Newsgroups : Alt : alt.internet.search-engines : 2007 Jan : Dynamic URLs: a different model
| Subject: | Dynamic URLs: a different model |
| Posted by: | "darnel" (sandy.pittendri..@gmail.com) |
| Date: | 4 Jan 2007 15:34:05 |
The dynamic url/static url "should I mod_rewrite" subject marches on
without resolution. At Tips' suggestion I watched Matt Cutts' various
videos. And something occurred to me.
Most pages, whether dynamic or static (not counting top-level home
pages
and various forms) consist of various combinations of the following:
1) an optional display header
2) an optional display footer
3) global links (links every page has, like Home, Checkout, etc)
4) page specific links (a link set specific to this page)
5) one or more display areas, which could be wrapped inside p or div
tags or
table cells
The display areas are the most important parts. You could
argue they are the only important parts of the site.

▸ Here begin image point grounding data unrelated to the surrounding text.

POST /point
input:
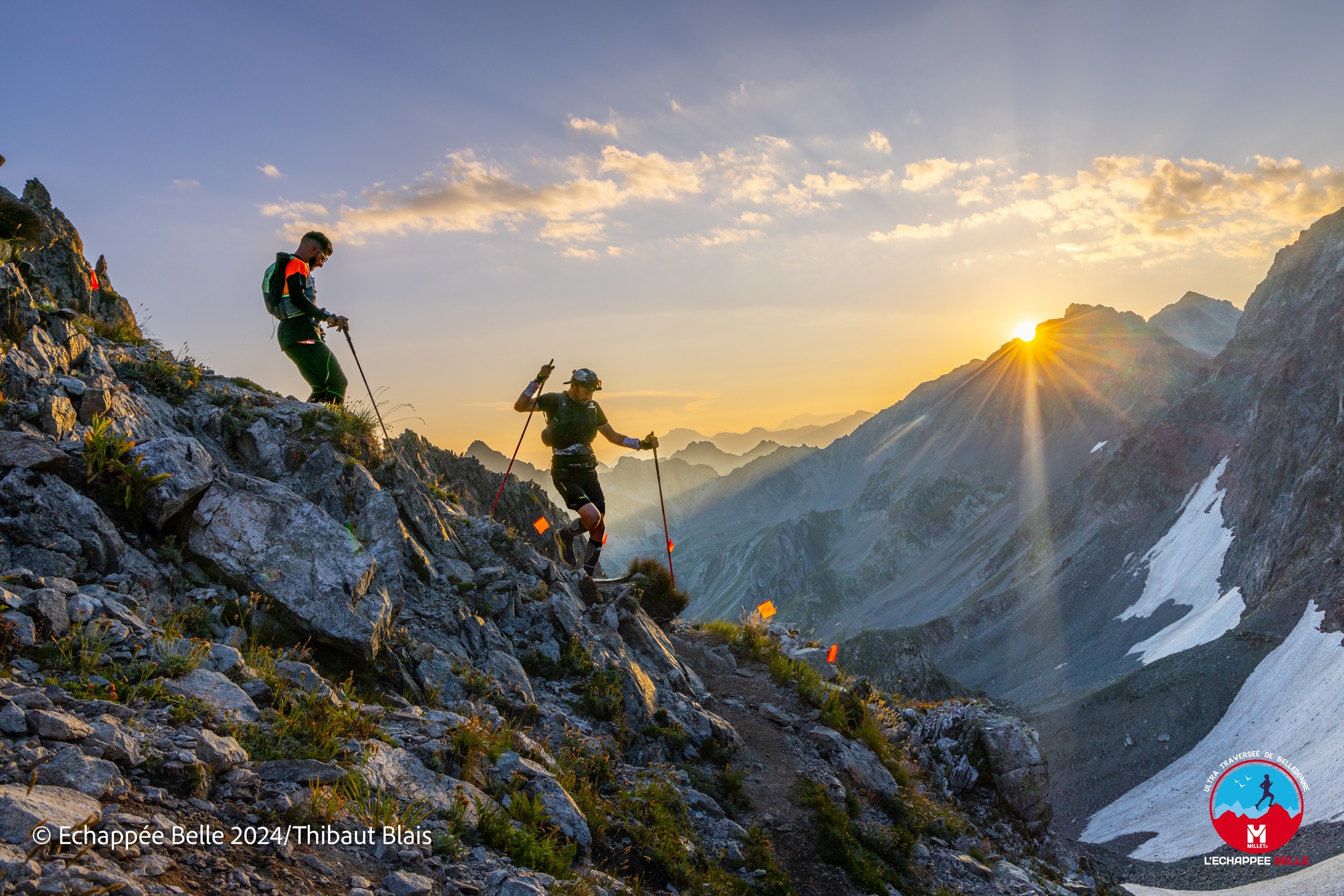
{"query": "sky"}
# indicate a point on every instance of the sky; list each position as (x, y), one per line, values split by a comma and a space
(734, 213)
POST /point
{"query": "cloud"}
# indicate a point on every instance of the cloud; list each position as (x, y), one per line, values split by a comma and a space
(724, 235)
(833, 183)
(469, 193)
(931, 173)
(573, 230)
(588, 125)
(1129, 207)
(877, 142)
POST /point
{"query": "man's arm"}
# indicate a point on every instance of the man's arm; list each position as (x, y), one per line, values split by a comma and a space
(627, 441)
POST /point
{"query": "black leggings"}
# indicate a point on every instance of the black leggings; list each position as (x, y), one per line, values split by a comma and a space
(320, 370)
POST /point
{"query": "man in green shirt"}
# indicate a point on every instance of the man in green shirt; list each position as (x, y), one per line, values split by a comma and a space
(573, 421)
(292, 298)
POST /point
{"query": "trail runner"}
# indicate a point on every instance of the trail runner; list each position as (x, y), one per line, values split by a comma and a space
(573, 421)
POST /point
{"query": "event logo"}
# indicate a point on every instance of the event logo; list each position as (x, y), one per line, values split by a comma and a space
(1255, 805)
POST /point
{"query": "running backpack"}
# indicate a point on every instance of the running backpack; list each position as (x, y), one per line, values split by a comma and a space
(273, 289)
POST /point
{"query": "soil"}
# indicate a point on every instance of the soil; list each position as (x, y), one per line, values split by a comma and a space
(776, 758)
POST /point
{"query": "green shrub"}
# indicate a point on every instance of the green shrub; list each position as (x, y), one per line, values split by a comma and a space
(351, 429)
(534, 848)
(120, 479)
(601, 697)
(655, 592)
(163, 374)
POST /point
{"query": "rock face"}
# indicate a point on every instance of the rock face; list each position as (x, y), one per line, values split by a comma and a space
(264, 537)
(23, 809)
(190, 468)
(1019, 769)
(1199, 323)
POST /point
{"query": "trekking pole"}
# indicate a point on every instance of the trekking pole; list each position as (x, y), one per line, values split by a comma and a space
(371, 399)
(505, 481)
(665, 537)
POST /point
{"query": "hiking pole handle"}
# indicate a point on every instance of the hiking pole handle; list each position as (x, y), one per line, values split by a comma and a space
(510, 468)
(667, 538)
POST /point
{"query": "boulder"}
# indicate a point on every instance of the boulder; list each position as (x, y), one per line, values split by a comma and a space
(220, 754)
(218, 692)
(225, 659)
(24, 633)
(23, 809)
(51, 609)
(510, 672)
(1020, 774)
(77, 771)
(391, 769)
(299, 771)
(264, 538)
(46, 519)
(24, 451)
(190, 468)
(54, 724)
(402, 883)
(115, 743)
(14, 720)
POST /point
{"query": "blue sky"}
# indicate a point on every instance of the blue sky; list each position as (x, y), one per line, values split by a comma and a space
(736, 213)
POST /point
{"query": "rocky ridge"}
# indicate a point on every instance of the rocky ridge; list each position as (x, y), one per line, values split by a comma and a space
(226, 607)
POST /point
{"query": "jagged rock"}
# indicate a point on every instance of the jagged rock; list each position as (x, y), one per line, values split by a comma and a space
(14, 720)
(18, 311)
(265, 538)
(24, 634)
(22, 810)
(398, 771)
(510, 672)
(62, 529)
(115, 743)
(54, 724)
(1019, 767)
(57, 415)
(223, 659)
(190, 468)
(30, 452)
(299, 771)
(541, 783)
(77, 771)
(402, 883)
(220, 754)
(304, 678)
(51, 609)
(437, 672)
(215, 691)
(350, 495)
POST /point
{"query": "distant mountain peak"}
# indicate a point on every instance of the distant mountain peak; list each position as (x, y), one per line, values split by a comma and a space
(1199, 323)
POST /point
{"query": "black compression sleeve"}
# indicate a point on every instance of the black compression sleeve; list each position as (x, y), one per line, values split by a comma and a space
(297, 285)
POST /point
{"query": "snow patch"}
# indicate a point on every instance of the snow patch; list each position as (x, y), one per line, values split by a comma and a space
(1288, 704)
(1183, 567)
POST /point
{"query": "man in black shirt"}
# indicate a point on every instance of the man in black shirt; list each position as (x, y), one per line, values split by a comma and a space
(573, 421)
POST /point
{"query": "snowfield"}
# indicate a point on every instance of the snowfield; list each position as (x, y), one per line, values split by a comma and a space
(1290, 706)
(1183, 567)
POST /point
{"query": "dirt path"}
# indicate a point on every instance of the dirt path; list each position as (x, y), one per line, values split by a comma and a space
(776, 758)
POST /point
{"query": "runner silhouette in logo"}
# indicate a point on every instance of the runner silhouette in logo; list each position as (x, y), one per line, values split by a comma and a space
(1268, 794)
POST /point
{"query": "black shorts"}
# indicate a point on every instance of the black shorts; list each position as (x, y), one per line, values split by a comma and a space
(578, 485)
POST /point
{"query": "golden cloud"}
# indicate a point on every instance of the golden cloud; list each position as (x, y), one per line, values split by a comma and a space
(1131, 207)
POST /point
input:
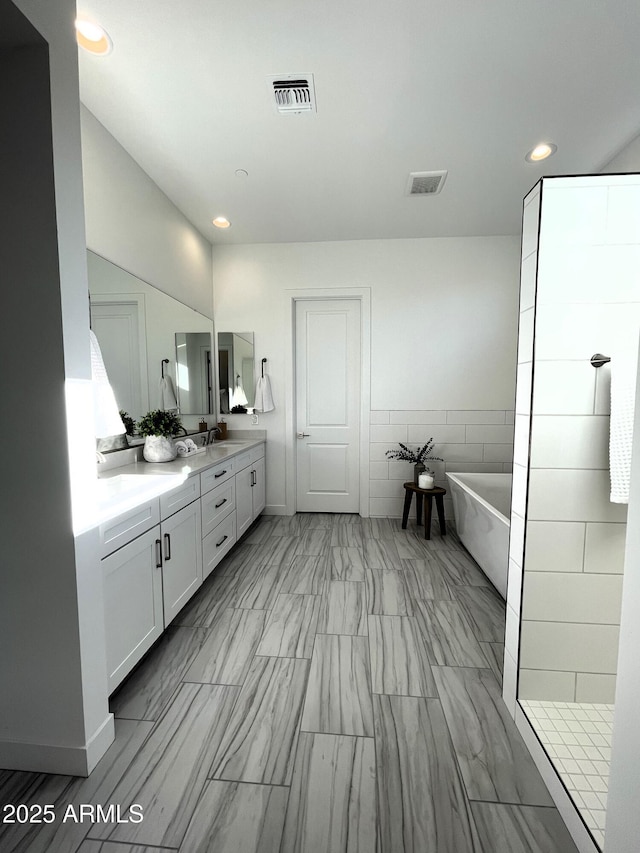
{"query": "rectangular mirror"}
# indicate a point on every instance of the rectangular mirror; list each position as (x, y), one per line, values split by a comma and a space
(194, 377)
(144, 332)
(236, 372)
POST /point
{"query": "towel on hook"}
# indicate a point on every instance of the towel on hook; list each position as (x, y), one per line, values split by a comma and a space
(623, 394)
(168, 399)
(264, 397)
(105, 409)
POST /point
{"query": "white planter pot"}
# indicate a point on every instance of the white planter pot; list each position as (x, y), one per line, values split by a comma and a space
(157, 448)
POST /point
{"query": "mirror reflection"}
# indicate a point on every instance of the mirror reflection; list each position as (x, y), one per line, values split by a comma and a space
(236, 372)
(144, 334)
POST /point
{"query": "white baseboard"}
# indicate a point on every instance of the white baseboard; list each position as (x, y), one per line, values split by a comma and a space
(52, 758)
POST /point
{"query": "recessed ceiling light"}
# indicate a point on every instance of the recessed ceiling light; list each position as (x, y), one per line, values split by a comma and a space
(541, 152)
(92, 37)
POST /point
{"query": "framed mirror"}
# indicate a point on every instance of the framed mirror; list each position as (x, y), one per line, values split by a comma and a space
(236, 372)
(144, 334)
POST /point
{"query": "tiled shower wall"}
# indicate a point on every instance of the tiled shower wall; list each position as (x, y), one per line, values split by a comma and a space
(472, 441)
(585, 298)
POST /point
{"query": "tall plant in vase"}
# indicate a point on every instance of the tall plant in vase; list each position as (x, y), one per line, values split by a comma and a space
(418, 457)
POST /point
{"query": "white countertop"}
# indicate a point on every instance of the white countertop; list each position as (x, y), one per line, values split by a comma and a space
(119, 489)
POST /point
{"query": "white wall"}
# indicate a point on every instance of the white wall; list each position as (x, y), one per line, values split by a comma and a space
(443, 324)
(132, 223)
(53, 709)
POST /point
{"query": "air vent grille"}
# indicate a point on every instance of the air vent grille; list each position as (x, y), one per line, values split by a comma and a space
(426, 183)
(294, 94)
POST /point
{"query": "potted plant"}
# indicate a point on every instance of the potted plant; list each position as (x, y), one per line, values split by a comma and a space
(158, 428)
(128, 421)
(417, 457)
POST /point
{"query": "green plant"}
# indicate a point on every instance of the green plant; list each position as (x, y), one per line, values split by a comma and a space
(417, 457)
(128, 421)
(159, 422)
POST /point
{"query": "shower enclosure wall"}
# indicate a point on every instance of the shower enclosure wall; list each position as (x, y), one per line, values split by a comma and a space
(580, 294)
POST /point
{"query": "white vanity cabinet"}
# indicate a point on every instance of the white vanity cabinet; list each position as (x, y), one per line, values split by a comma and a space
(181, 538)
(132, 591)
(250, 488)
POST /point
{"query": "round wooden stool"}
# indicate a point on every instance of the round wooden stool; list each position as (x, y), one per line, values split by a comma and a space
(438, 493)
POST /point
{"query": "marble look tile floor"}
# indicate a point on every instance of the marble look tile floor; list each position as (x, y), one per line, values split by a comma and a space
(333, 686)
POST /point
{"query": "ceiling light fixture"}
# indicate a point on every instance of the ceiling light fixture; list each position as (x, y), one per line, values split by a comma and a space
(92, 37)
(541, 152)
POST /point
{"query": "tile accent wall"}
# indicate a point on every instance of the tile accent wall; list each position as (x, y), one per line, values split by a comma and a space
(574, 550)
(472, 441)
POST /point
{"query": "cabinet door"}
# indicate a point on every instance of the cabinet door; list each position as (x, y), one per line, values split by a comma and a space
(181, 558)
(244, 501)
(259, 487)
(132, 604)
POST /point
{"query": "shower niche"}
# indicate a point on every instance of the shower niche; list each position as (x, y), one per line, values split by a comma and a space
(579, 296)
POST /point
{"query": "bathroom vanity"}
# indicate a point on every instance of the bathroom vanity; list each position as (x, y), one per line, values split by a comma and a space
(156, 554)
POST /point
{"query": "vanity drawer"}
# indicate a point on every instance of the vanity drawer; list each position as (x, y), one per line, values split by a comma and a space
(181, 496)
(218, 543)
(125, 527)
(243, 460)
(217, 505)
(217, 475)
(257, 452)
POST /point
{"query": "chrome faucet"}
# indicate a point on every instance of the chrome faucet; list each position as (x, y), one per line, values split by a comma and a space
(210, 437)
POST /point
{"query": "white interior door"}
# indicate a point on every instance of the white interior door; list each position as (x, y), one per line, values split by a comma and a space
(117, 328)
(328, 370)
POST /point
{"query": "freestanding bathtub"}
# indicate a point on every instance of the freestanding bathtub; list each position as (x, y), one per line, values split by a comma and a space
(481, 508)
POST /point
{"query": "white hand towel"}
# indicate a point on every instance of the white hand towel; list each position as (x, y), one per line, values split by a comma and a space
(623, 394)
(168, 398)
(105, 409)
(264, 397)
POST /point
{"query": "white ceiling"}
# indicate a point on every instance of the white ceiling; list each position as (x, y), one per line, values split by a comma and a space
(406, 85)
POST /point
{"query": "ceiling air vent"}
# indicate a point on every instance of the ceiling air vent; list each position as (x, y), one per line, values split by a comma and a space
(426, 183)
(293, 93)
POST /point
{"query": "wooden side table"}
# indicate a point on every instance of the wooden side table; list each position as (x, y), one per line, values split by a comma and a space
(438, 493)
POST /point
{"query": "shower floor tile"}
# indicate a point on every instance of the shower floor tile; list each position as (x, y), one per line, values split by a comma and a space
(577, 737)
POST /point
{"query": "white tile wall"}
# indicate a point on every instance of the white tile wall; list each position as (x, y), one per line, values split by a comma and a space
(546, 684)
(604, 548)
(569, 646)
(467, 440)
(556, 596)
(552, 544)
(570, 441)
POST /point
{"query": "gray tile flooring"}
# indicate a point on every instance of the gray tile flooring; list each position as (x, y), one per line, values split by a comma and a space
(334, 686)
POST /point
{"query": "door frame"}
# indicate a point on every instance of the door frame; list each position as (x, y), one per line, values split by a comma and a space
(363, 295)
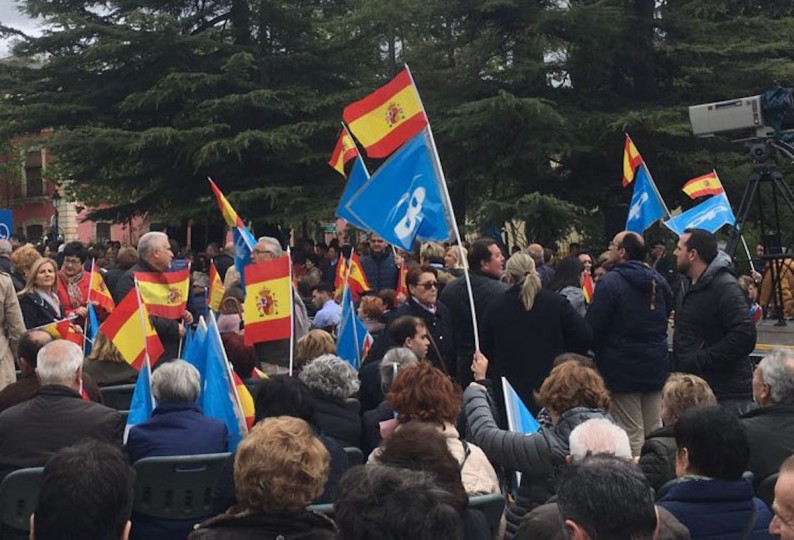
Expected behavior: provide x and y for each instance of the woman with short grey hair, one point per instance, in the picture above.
(332, 381)
(177, 426)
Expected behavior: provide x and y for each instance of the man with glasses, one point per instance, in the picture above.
(422, 282)
(155, 255)
(714, 333)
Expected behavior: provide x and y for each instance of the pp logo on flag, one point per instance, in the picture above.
(406, 226)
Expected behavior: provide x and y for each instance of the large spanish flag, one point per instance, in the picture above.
(388, 117)
(266, 311)
(708, 184)
(631, 160)
(165, 293)
(131, 332)
(229, 213)
(98, 292)
(344, 151)
(216, 290)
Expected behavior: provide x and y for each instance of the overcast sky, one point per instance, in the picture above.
(10, 16)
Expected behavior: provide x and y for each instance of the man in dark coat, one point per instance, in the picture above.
(486, 262)
(56, 416)
(155, 255)
(379, 265)
(714, 333)
(628, 316)
(770, 427)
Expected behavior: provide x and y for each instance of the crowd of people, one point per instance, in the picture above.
(654, 420)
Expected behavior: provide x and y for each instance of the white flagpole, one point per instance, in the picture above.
(448, 203)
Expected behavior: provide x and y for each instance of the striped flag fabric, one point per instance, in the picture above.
(130, 330)
(268, 297)
(388, 117)
(165, 293)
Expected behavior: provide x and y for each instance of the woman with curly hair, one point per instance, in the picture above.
(573, 393)
(422, 393)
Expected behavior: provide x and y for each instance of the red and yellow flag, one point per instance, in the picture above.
(98, 291)
(164, 293)
(229, 213)
(588, 287)
(344, 151)
(708, 184)
(64, 330)
(131, 332)
(216, 290)
(388, 117)
(266, 311)
(631, 160)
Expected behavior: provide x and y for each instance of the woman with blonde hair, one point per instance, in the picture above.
(682, 391)
(38, 299)
(106, 365)
(527, 327)
(572, 394)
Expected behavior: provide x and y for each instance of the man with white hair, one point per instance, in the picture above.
(770, 427)
(56, 416)
(155, 256)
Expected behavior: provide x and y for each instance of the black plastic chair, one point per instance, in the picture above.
(117, 397)
(766, 489)
(176, 487)
(354, 456)
(19, 494)
(492, 505)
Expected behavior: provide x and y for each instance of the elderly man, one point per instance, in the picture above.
(155, 255)
(714, 333)
(628, 316)
(56, 416)
(770, 428)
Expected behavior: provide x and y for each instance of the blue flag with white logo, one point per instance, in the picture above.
(710, 215)
(403, 201)
(646, 207)
(358, 177)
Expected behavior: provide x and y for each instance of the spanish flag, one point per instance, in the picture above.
(98, 292)
(165, 293)
(64, 329)
(215, 293)
(229, 213)
(268, 295)
(344, 151)
(388, 117)
(631, 160)
(708, 184)
(127, 328)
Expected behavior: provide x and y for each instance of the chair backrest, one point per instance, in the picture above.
(354, 456)
(19, 494)
(176, 487)
(492, 506)
(117, 397)
(766, 489)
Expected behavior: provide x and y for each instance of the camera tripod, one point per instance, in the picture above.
(765, 171)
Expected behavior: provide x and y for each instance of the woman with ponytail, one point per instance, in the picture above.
(525, 328)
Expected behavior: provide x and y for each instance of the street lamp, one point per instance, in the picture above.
(56, 202)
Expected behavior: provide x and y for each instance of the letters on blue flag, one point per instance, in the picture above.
(219, 401)
(358, 177)
(403, 201)
(710, 215)
(353, 340)
(646, 208)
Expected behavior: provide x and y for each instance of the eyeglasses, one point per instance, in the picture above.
(429, 285)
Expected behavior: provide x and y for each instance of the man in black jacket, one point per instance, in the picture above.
(485, 268)
(155, 255)
(714, 333)
(770, 428)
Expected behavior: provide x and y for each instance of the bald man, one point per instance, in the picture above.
(628, 315)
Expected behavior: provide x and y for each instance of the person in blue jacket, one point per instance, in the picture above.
(710, 496)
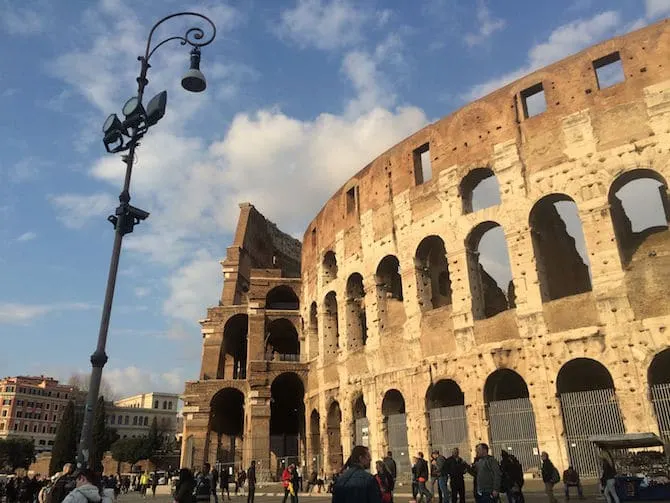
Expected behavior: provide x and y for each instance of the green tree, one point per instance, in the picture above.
(16, 453)
(65, 444)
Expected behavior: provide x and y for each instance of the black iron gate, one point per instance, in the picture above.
(587, 413)
(512, 429)
(449, 429)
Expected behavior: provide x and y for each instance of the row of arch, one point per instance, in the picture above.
(559, 247)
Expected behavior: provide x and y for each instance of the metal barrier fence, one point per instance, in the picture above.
(587, 413)
(512, 429)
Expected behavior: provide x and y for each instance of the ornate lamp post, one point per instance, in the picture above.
(124, 136)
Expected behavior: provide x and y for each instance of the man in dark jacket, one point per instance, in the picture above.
(422, 475)
(456, 468)
(441, 473)
(356, 485)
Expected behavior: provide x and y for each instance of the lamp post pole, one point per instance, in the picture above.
(126, 216)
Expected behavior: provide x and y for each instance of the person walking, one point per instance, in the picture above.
(607, 480)
(550, 477)
(251, 481)
(422, 475)
(356, 485)
(489, 476)
(456, 468)
(225, 482)
(442, 475)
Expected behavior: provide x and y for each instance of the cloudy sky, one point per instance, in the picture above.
(301, 94)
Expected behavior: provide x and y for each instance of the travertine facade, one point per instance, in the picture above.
(400, 326)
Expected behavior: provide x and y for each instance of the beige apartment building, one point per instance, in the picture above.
(32, 407)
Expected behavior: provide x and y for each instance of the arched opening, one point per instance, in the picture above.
(357, 330)
(511, 418)
(389, 292)
(331, 330)
(445, 404)
(479, 189)
(329, 267)
(658, 377)
(282, 297)
(589, 407)
(639, 208)
(226, 421)
(313, 331)
(282, 343)
(315, 440)
(334, 422)
(560, 251)
(432, 274)
(395, 429)
(361, 423)
(234, 362)
(287, 419)
(489, 271)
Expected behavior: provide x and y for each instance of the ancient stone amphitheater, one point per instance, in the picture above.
(386, 327)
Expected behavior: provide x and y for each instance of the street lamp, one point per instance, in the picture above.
(124, 136)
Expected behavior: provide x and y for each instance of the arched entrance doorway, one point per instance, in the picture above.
(315, 440)
(361, 423)
(445, 404)
(334, 422)
(511, 418)
(226, 423)
(589, 407)
(287, 420)
(395, 426)
(659, 387)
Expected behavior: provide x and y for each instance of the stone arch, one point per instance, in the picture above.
(556, 231)
(395, 429)
(479, 189)
(432, 273)
(313, 330)
(329, 266)
(632, 228)
(287, 418)
(389, 292)
(282, 297)
(589, 407)
(488, 298)
(510, 416)
(334, 428)
(233, 360)
(331, 331)
(357, 329)
(226, 422)
(283, 343)
(447, 421)
(658, 377)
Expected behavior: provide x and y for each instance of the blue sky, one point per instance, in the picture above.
(301, 94)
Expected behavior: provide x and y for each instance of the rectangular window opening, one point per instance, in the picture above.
(533, 100)
(609, 70)
(423, 171)
(352, 200)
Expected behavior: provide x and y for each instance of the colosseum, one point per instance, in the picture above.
(389, 326)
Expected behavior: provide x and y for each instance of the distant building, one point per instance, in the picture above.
(32, 407)
(131, 417)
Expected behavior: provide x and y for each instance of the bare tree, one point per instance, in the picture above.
(81, 381)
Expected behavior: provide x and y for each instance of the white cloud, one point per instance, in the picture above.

Links lead
to informative displays.
So it helps to think of a website as a domain of displays.
Each such display (text and matching images, sound bytes, etc)
could and should have a static instantiation, available to bots or
customers from
a static site map. Then there is no mod_rewrite/dynamic url issue to
worry about.
For each item in a shopping cart or for each informational
page in a site, there could and should be a single static page
that can be navigated to from a static site map.
Each such display area could *ALSO* be found by a keyword
query mechanism (show me all the shotguns for sale at Cabelas).
Dynamic pages generated as the result of queries like that
might exist as sets of thumbnails links in semi-infinitely variable
combinations.
But if each such link ulitimately lead to a display area that was
essentially
identical to its static counterpart, then you would have a system that
offered all
the benefits of dynamically generated pages with all the SEO benefits
of static pages, because, for each possible leaf-level display area,
you have it both ways.
That way you get to have your cake and eat it too.
All you need is a CMS that (once loaded with data) can
write out the site map and all the static pages, and also
be available process interactive search queries--to spit out variable
lists of links and thumbnails, as query results, that ultimately lead
to the
same displays found on the static pages.
If you had a CMS that did that, you'd have something.
If you followed that development model, there would be no
link dynamic link problem to worry about, and you wouldn't have
to fiddle with mod_rewrite and its pepto bysmol regular expressions.